Vronski, con los ojos clavados en Anna, esperaba sus palabras con el alma en vilo. Y una vez que ella dio su parecer, exhaló un suspiro, como si hubiera escapado de un peligro.

Anna se volvió de pronto hacia él.

—Acabo de recibir una carta de Moscú. Me escriben que Kitty Scherbátskaia está muy enferma.

—¿Es posible? —preguntó Vronski, frunciendo el ceño.

Anna le miró con severidad.

—¿Es que no le interesa?

—Al contrario, me interesa mucho. ¿Y qué es lo que le dicen en concreto, si se puede saber? —preguntó.

Anna se puso en pie y se acercó a Betsy.

—Deme una taza de té —dijo, deteniéndose detrás de su silla.

Mientras Betsy le servía el té, Vronski se acercó a Anna.

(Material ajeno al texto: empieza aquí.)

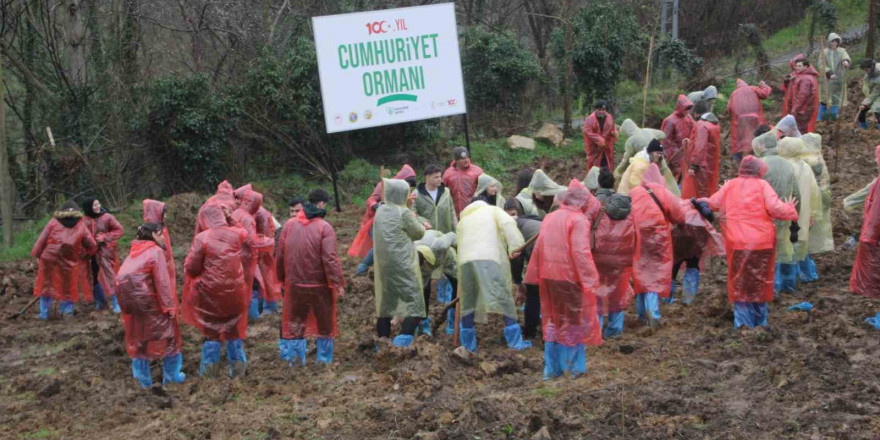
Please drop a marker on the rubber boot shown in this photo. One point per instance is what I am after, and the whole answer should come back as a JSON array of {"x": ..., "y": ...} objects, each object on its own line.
[
  {"x": 209, "y": 366},
  {"x": 100, "y": 298},
  {"x": 237, "y": 358},
  {"x": 513, "y": 335},
  {"x": 171, "y": 369},
  {"x": 140, "y": 370},
  {"x": 468, "y": 338},
  {"x": 691, "y": 284},
  {"x": 293, "y": 351},
  {"x": 402, "y": 340},
  {"x": 254, "y": 307},
  {"x": 45, "y": 306},
  {"x": 325, "y": 350}
]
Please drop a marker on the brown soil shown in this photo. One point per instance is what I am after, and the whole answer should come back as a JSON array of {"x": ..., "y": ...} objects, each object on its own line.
[{"x": 812, "y": 375}]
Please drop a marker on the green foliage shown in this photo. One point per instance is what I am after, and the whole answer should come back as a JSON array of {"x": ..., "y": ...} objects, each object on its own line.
[
  {"x": 496, "y": 70},
  {"x": 189, "y": 125},
  {"x": 604, "y": 32}
]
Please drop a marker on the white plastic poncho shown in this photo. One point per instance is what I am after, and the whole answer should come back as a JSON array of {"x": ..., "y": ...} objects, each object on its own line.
[
  {"x": 398, "y": 280},
  {"x": 809, "y": 201},
  {"x": 487, "y": 236},
  {"x": 821, "y": 233}
]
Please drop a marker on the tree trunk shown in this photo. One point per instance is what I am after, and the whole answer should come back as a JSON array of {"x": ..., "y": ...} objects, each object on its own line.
[
  {"x": 6, "y": 185},
  {"x": 872, "y": 31}
]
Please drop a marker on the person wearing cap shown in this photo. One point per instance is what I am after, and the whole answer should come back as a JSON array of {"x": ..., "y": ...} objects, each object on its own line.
[
  {"x": 599, "y": 137},
  {"x": 871, "y": 90},
  {"x": 461, "y": 178},
  {"x": 836, "y": 62},
  {"x": 677, "y": 127}
]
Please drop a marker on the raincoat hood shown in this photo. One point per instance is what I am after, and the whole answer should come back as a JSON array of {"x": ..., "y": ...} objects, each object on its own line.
[
  {"x": 751, "y": 166},
  {"x": 542, "y": 185},
  {"x": 396, "y": 192},
  {"x": 154, "y": 211},
  {"x": 683, "y": 105},
  {"x": 788, "y": 127},
  {"x": 485, "y": 181},
  {"x": 618, "y": 207},
  {"x": 251, "y": 202}
]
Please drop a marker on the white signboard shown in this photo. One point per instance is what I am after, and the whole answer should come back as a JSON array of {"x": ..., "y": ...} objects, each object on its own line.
[{"x": 390, "y": 66}]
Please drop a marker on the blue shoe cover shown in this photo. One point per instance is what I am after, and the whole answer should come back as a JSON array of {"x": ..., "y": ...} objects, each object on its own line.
[
  {"x": 801, "y": 307},
  {"x": 45, "y": 305},
  {"x": 171, "y": 369},
  {"x": 254, "y": 307},
  {"x": 100, "y": 298},
  {"x": 325, "y": 350},
  {"x": 468, "y": 338},
  {"x": 615, "y": 324},
  {"x": 749, "y": 314},
  {"x": 691, "y": 285},
  {"x": 210, "y": 355},
  {"x": 293, "y": 350},
  {"x": 513, "y": 335},
  {"x": 66, "y": 308},
  {"x": 402, "y": 340},
  {"x": 140, "y": 370}
]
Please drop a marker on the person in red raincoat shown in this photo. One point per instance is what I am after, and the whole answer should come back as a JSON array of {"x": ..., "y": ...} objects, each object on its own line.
[
  {"x": 865, "y": 278},
  {"x": 269, "y": 287},
  {"x": 562, "y": 267},
  {"x": 655, "y": 210},
  {"x": 805, "y": 95},
  {"x": 461, "y": 179},
  {"x": 363, "y": 241},
  {"x": 99, "y": 272},
  {"x": 746, "y": 115},
  {"x": 702, "y": 159},
  {"x": 614, "y": 247},
  {"x": 224, "y": 195},
  {"x": 58, "y": 252},
  {"x": 599, "y": 137},
  {"x": 250, "y": 203},
  {"x": 748, "y": 206},
  {"x": 154, "y": 212},
  {"x": 308, "y": 264},
  {"x": 148, "y": 299},
  {"x": 677, "y": 127}
]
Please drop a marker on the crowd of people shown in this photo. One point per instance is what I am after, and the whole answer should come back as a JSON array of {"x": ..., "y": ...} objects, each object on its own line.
[{"x": 573, "y": 257}]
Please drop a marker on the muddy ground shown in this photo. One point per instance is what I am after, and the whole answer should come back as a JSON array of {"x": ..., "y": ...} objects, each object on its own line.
[{"x": 811, "y": 375}]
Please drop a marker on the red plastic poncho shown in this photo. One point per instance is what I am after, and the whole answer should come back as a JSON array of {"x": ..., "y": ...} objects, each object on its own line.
[
  {"x": 748, "y": 205},
  {"x": 746, "y": 114},
  {"x": 215, "y": 296},
  {"x": 677, "y": 127},
  {"x": 309, "y": 266},
  {"x": 462, "y": 184},
  {"x": 362, "y": 241},
  {"x": 107, "y": 231},
  {"x": 148, "y": 301},
  {"x": 269, "y": 286},
  {"x": 653, "y": 266},
  {"x": 599, "y": 141},
  {"x": 703, "y": 154},
  {"x": 58, "y": 251},
  {"x": 154, "y": 212},
  {"x": 614, "y": 251},
  {"x": 865, "y": 278},
  {"x": 563, "y": 268},
  {"x": 251, "y": 202}
]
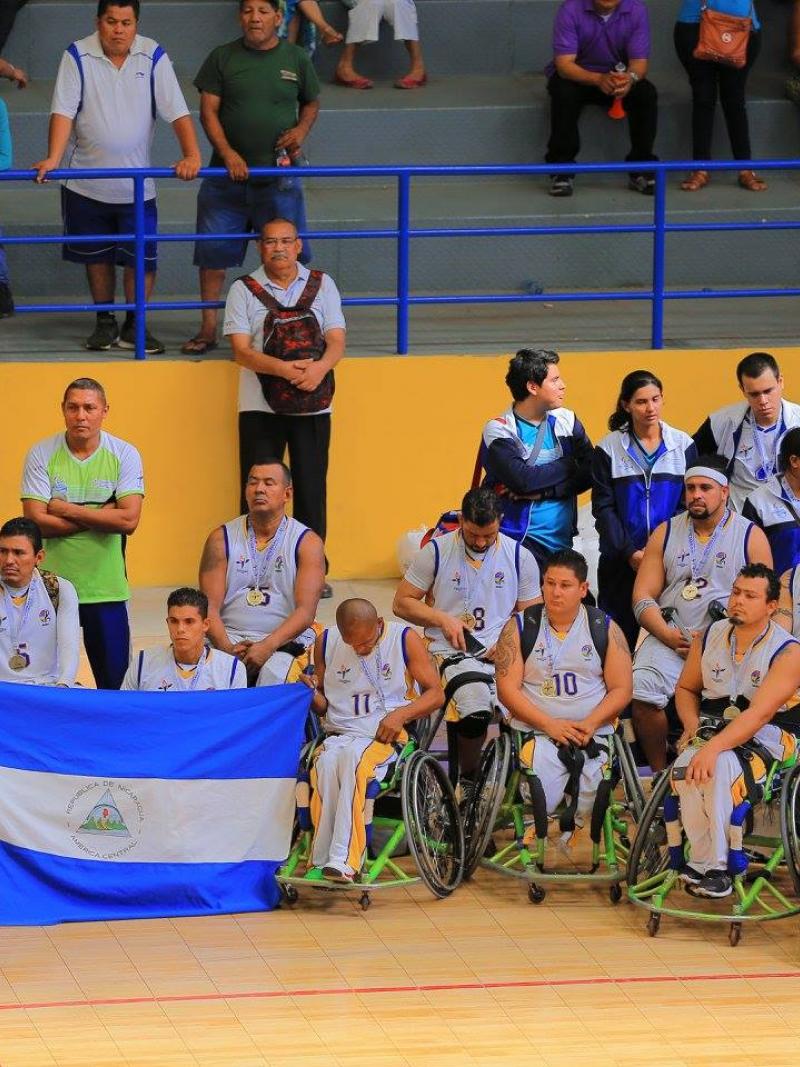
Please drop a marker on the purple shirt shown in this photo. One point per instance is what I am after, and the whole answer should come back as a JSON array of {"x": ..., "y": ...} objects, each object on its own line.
[{"x": 600, "y": 45}]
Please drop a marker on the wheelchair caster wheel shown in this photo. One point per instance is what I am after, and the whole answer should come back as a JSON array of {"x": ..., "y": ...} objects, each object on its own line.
[{"x": 536, "y": 893}]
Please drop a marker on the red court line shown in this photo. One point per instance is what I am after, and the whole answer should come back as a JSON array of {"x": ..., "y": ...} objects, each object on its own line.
[{"x": 433, "y": 987}]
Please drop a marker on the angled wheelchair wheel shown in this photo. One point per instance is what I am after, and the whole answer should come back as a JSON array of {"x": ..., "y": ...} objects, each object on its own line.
[
  {"x": 480, "y": 814},
  {"x": 650, "y": 855},
  {"x": 790, "y": 824},
  {"x": 433, "y": 825}
]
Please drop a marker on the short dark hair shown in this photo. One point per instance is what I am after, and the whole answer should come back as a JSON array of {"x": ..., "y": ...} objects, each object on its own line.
[
  {"x": 88, "y": 384},
  {"x": 22, "y": 527},
  {"x": 271, "y": 461},
  {"x": 789, "y": 446},
  {"x": 755, "y": 364},
  {"x": 102, "y": 6},
  {"x": 571, "y": 559},
  {"x": 528, "y": 365},
  {"x": 762, "y": 571},
  {"x": 481, "y": 506},
  {"x": 186, "y": 596}
]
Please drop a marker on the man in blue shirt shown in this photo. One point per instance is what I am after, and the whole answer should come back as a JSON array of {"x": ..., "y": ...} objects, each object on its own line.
[{"x": 538, "y": 456}]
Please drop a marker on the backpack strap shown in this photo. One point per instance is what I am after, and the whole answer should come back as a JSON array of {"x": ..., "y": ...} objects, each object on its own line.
[
  {"x": 52, "y": 587},
  {"x": 73, "y": 49}
]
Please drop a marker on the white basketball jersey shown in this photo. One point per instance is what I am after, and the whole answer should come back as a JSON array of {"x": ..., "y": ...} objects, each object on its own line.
[
  {"x": 155, "y": 669},
  {"x": 244, "y": 621},
  {"x": 721, "y": 564},
  {"x": 358, "y": 698},
  {"x": 29, "y": 628},
  {"x": 724, "y": 679},
  {"x": 489, "y": 592},
  {"x": 572, "y": 666}
]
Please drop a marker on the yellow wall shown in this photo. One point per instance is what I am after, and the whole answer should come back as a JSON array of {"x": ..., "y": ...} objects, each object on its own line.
[{"x": 405, "y": 433}]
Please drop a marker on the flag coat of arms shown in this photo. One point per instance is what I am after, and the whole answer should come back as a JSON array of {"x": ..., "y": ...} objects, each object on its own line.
[{"x": 143, "y": 805}]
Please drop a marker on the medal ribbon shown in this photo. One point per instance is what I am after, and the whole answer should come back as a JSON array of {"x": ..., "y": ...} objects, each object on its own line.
[
  {"x": 698, "y": 568},
  {"x": 257, "y": 576}
]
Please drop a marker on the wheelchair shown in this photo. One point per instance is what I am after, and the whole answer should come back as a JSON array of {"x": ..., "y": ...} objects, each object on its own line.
[
  {"x": 415, "y": 803},
  {"x": 509, "y": 805},
  {"x": 760, "y": 894}
]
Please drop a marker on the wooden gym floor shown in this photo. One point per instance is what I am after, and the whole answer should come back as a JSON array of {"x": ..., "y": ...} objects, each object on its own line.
[{"x": 483, "y": 977}]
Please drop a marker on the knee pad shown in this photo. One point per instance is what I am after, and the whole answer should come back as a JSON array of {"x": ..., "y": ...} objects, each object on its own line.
[{"x": 474, "y": 726}]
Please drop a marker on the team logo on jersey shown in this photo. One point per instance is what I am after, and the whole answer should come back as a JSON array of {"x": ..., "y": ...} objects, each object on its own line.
[{"x": 105, "y": 827}]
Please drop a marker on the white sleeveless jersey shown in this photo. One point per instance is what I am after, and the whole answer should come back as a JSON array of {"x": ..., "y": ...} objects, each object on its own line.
[
  {"x": 722, "y": 678},
  {"x": 31, "y": 630},
  {"x": 724, "y": 561},
  {"x": 490, "y": 591},
  {"x": 155, "y": 669},
  {"x": 248, "y": 622},
  {"x": 354, "y": 703},
  {"x": 577, "y": 674}
]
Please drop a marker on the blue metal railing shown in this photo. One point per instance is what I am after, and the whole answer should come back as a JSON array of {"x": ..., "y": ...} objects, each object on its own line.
[{"x": 403, "y": 233}]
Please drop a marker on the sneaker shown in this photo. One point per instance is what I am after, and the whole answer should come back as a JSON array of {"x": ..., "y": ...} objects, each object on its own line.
[
  {"x": 689, "y": 876},
  {"x": 6, "y": 302},
  {"x": 128, "y": 339},
  {"x": 561, "y": 185},
  {"x": 714, "y": 884},
  {"x": 642, "y": 184},
  {"x": 106, "y": 334}
]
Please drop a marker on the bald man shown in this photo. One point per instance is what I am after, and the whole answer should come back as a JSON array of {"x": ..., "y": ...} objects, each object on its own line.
[{"x": 372, "y": 678}]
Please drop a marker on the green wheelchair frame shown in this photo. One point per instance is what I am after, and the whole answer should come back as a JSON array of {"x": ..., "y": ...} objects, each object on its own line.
[
  {"x": 498, "y": 802},
  {"x": 652, "y": 880},
  {"x": 431, "y": 824}
]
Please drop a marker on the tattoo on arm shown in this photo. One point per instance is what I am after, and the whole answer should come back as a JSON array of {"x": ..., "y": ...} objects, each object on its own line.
[{"x": 507, "y": 650}]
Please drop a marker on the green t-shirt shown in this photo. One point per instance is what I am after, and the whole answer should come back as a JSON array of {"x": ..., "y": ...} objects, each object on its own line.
[
  {"x": 94, "y": 562},
  {"x": 260, "y": 93}
]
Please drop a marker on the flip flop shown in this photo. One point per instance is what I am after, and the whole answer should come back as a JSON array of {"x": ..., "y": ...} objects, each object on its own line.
[
  {"x": 198, "y": 346},
  {"x": 409, "y": 82},
  {"x": 356, "y": 82}
]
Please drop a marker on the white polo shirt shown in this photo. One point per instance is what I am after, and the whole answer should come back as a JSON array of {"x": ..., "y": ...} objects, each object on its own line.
[
  {"x": 245, "y": 314},
  {"x": 114, "y": 126}
]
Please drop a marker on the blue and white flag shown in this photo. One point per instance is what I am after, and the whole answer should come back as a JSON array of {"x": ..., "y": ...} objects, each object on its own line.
[{"x": 138, "y": 805}]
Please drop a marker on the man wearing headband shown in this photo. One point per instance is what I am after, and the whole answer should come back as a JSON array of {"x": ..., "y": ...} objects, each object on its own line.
[
  {"x": 688, "y": 562},
  {"x": 748, "y": 433},
  {"x": 735, "y": 681},
  {"x": 262, "y": 574}
]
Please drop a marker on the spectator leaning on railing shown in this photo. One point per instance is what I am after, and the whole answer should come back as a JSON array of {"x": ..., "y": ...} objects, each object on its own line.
[{"x": 110, "y": 88}]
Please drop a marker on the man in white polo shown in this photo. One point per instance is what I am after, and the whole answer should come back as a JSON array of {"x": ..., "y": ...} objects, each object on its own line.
[{"x": 109, "y": 91}]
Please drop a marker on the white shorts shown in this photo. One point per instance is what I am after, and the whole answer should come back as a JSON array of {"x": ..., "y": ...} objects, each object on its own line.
[{"x": 365, "y": 19}]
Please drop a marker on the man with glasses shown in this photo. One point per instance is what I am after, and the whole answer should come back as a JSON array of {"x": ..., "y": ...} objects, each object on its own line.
[{"x": 287, "y": 333}]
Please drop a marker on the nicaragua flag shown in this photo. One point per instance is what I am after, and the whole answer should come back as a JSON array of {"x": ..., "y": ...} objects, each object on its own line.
[{"x": 144, "y": 805}]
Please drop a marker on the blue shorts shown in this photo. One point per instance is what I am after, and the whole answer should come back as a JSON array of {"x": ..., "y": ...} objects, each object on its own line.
[
  {"x": 236, "y": 207},
  {"x": 83, "y": 216}
]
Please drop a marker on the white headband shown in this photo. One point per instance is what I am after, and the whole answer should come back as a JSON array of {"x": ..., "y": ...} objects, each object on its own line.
[{"x": 698, "y": 472}]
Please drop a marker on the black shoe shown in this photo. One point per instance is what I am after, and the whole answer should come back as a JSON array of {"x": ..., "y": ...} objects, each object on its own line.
[
  {"x": 106, "y": 334},
  {"x": 561, "y": 185},
  {"x": 644, "y": 184},
  {"x": 6, "y": 302},
  {"x": 715, "y": 884},
  {"x": 128, "y": 339}
]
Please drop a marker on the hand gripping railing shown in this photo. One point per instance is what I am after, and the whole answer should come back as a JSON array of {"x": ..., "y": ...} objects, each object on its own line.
[{"x": 402, "y": 234}]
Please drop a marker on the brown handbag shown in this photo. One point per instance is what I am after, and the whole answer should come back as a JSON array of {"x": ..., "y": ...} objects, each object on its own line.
[{"x": 723, "y": 38}]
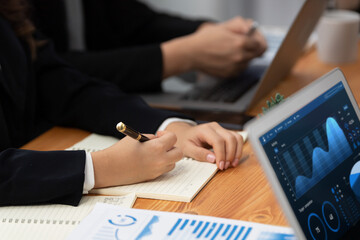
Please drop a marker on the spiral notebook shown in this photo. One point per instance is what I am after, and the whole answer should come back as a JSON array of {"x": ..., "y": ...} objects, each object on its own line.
[
  {"x": 51, "y": 221},
  {"x": 180, "y": 184}
]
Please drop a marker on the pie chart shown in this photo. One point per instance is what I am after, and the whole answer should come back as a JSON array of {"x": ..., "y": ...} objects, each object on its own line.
[{"x": 355, "y": 180}]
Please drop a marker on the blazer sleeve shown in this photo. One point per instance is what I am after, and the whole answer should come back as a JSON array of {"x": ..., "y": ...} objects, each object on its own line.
[
  {"x": 34, "y": 177},
  {"x": 70, "y": 98}
]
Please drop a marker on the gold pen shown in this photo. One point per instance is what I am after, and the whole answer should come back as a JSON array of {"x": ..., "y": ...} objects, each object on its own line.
[{"x": 128, "y": 131}]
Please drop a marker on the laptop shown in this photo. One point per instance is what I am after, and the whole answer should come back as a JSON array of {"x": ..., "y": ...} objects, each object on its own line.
[
  {"x": 252, "y": 84},
  {"x": 309, "y": 148}
]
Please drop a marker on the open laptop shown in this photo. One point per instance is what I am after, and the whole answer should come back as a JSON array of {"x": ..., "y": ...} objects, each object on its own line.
[
  {"x": 252, "y": 84},
  {"x": 309, "y": 147}
]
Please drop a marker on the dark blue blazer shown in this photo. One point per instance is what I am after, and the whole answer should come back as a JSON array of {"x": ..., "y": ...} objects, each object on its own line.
[{"x": 122, "y": 38}]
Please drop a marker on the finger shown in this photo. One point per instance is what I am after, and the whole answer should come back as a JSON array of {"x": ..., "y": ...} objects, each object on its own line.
[
  {"x": 174, "y": 155},
  {"x": 230, "y": 145},
  {"x": 167, "y": 139},
  {"x": 239, "y": 149},
  {"x": 150, "y": 136},
  {"x": 212, "y": 138}
]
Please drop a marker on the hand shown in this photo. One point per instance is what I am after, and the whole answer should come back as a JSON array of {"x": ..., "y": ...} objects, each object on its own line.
[
  {"x": 129, "y": 161},
  {"x": 242, "y": 26},
  {"x": 222, "y": 50},
  {"x": 196, "y": 142}
]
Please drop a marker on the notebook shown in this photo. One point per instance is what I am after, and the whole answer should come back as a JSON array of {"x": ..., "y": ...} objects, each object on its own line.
[
  {"x": 51, "y": 221},
  {"x": 309, "y": 147},
  {"x": 258, "y": 79},
  {"x": 181, "y": 184}
]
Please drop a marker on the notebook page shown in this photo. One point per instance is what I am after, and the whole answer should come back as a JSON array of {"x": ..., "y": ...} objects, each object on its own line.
[
  {"x": 181, "y": 184},
  {"x": 51, "y": 221}
]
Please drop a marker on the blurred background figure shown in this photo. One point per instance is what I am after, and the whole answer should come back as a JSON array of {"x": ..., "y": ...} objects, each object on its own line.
[{"x": 131, "y": 44}]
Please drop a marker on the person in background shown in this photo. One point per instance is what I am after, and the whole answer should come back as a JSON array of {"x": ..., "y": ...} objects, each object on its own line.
[
  {"x": 347, "y": 4},
  {"x": 122, "y": 40},
  {"x": 39, "y": 90}
]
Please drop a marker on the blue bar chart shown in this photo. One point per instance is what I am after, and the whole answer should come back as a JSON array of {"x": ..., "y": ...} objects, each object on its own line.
[{"x": 310, "y": 159}]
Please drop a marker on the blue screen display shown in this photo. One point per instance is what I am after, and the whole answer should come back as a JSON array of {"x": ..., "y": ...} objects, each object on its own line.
[{"x": 315, "y": 154}]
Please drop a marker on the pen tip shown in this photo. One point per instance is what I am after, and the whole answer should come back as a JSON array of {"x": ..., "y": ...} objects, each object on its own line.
[{"x": 120, "y": 127}]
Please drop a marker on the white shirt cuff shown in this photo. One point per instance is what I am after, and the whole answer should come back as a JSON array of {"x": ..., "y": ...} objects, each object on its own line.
[
  {"x": 171, "y": 120},
  {"x": 89, "y": 181}
]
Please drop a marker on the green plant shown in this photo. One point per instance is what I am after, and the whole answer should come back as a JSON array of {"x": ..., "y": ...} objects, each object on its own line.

—¿Qué le han escrito? —repitió.

—A menudo pienso que los hombres no saben lo que es la nobleza, aunque siempre están hablando de esa cuestión —dijo Anna, a modo de respuesta—. Hace tiempo que quería decírselo —añadió y, dando unos pasos, se retiró a un rincón, donde se sentó al lado de una mesa con unos álbumes.

—No acabo de entender el significado de sus palabras —dijo Vronski, entregándole la taza.

Anna le señaló con la vista el sofá que había a su lado y Vronski se apresuró a tomar asiento. —Sí, era algo que quería decirle —continuó, sin mirarle—. Se ha portado usted mal, muy mal.